Menurut Masyita, BPN Kota Pontianak mengeklaim sulit menemukan peta tanah tersebut, karena tidak adanya data atau surat yang dibawa oleh keluarga Baharuddin Lopa.
Hal itu diutarakan Kepala BPN Kota Pontianak saat itu, meski nama jalan tempat tanah tersebut berada sudah disampaikan Masyita.
Padahal, menurut Masyita, seharusnya BPN bisa membuka data tentang hak kepemilikan tanah masyarakat.
Tak puas dengan jawaban BPN Kota Pontianak, akhirnya Masyita menelusuri bersama timnya. Pada akhirnya, ditemukanlah peta tanah milik Baharuddin Lopa oleh tim Masyita.
Baca juga: Kronologi Pembelian Lahan untuk Rumah DP 0 Rupiah yang Rugikan Negara Rp 152,56 Miliar
Namun, tanah tersebut diketahui sudah tergerus menjadi sedikit dari 5 hektar menjadi sisa 3,7 hektar, diduga karena permainan mafia tanah.
Mengetahui hal itu, Masyita beserta timnya pun lantas memasang patok di tanah milik Baharuddin yang tersisa.
"Pada saat kami pasang patok, tiba-tiba datang preman-preman yang menganggap tanah itu milik klien mereka, mafia tanah. Jadi patok dan papan nama itu disuruh copot. Terus akhirnya, tim saya bertanya apakah punya surat-suratnya? Dia jawab enggak. Lalu mereka mengaku sebagai penasihat hukum si mafia ini," jelas Masyita.

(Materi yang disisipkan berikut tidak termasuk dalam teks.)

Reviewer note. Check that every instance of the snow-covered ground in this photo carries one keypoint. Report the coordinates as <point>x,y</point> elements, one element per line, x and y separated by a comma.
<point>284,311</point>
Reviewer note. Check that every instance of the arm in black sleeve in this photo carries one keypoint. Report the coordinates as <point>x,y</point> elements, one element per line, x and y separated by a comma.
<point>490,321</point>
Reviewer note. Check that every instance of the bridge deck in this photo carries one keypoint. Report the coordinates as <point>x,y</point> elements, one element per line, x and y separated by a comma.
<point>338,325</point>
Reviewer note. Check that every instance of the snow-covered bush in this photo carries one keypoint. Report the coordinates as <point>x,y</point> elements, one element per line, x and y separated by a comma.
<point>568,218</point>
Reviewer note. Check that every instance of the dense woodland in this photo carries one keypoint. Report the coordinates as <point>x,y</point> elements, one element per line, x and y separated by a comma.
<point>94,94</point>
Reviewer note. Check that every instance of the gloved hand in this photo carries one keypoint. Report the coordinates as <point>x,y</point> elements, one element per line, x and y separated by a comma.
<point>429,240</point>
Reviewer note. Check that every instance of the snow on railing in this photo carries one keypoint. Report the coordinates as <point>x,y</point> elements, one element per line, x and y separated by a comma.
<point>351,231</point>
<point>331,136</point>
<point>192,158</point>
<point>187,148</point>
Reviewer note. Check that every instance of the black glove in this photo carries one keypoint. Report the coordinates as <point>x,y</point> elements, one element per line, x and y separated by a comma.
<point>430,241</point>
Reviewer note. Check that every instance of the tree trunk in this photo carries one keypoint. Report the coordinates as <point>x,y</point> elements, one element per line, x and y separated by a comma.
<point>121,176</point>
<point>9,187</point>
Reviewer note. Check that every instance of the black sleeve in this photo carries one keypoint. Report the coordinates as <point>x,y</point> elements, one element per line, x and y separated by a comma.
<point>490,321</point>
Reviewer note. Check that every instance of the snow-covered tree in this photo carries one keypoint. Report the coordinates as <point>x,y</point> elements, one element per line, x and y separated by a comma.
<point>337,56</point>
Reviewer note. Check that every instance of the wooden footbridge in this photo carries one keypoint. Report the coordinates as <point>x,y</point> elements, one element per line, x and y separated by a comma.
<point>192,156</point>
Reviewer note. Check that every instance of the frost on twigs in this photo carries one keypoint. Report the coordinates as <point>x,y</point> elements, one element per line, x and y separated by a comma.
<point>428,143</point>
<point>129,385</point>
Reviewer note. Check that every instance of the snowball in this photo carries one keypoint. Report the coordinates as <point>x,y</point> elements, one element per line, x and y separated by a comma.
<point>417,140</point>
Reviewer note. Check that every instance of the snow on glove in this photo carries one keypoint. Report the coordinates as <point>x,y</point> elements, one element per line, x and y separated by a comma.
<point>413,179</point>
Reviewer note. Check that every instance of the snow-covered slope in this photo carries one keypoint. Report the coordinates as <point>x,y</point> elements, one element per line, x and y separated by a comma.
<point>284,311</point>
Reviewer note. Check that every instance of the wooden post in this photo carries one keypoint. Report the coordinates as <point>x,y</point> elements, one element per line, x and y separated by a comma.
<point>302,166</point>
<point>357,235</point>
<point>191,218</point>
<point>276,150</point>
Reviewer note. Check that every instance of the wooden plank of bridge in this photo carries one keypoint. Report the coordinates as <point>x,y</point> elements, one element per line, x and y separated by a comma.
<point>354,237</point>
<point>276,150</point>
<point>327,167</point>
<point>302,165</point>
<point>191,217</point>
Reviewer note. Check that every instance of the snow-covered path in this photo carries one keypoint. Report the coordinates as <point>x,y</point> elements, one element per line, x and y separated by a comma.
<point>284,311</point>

Masyita kemudian mengetahui bahwa orang yang mengambil tanah Baharuddin Lopa diduga sebagai mafia tanah kelas kakap di Pontianak.
Baca juga: Tindakan Represif hingga Kriminalisasi Warnai Aksi Aparat Hadapi Konflik Lahan
Semakin panas, para preman itu pun mulai terlibat adu mulut dan mencoba beradu fisik. Akhirnya, tim Masyita memilih pulang dan meninggalkan preman itu.
Kejadian itu membuat Masyita marah, karena seolah BPN membiarkan masyarakat yang tengah berjuang merebut tanahnya kembali untuk bertempur dengan mafia.
"Ini karena BPN yang tidak terbuka soal data hak tanah, akhirnya BPN seakan-akan membiarkan masyarakat bertempur sendiri di lapangan dengan mafia, dengan preman itu," ucap Masyita.